Tyson stop buying Canadian cattle

17 December 2013


Tyson Foods' decision to stop buying Canadian cattle shipped directly to its US beef plants in order to cut costs could impact thousands of industry jobs in the Pacific Northwest, says a Canadian cattlemen's representative.
Tyson, the largest US meat processor, halted purchases in mid-October because there wasn't enough warehousing capacity to accommodate all the different types of labels required under the new country-of-origin labelling regulation, company spokesman Worth Sparkman said.
"This is bad for Canada, but it's bad for the United States, too," said Canadian Cattlemen's Association president Martin Unrau. "When you can't run enough cattle through your processing facility to keep it viable it will be closed.

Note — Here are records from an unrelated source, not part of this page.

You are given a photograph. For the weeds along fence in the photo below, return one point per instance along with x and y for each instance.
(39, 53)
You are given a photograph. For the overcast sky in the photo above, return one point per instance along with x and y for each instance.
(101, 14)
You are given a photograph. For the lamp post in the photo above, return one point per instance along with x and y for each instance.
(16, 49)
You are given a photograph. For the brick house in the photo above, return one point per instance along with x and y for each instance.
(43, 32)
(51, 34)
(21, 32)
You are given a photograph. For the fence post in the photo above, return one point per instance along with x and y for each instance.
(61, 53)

That's just how it works."
Tyson's move is more fallout from the USDA's controversial labelling rule, which it revised in the spring. Canada and Mexico have asked the WTO to review the rule again after its Appellate Body partly sided with them.

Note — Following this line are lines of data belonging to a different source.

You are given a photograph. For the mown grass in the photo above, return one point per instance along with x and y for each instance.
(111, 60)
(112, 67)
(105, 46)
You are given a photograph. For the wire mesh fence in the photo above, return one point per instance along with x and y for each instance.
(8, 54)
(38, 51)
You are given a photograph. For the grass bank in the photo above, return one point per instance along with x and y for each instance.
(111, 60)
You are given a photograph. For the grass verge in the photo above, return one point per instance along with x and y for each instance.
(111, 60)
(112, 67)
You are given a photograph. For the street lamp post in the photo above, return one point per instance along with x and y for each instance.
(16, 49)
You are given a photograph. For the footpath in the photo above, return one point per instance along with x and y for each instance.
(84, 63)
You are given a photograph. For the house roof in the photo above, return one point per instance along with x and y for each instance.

Unveiled in May, the revised rule requires labels on muscle cuts of beef, pork and other meats to include information on where animals were born, raised and slaughtered, and the rule removes an allowance for commingling of cuts from different countries.

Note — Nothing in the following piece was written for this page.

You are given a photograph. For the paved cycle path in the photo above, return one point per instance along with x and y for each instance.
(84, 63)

The new rules increase costs since they require additional logistics of product codes, production breaks and product segregation, and they require a separate category for cattle shipped directly from Canada to American beef plants without added value to customers.
Even though Tyson is still buying Canadian-born cattle that are finished for market in US feedlots, Canadian officials say their cattle industry has lost about $600 million annually because of the labelling rule. As a consequence, Canada has threatened to impose retaliatory tariffs on dozens of American commodities.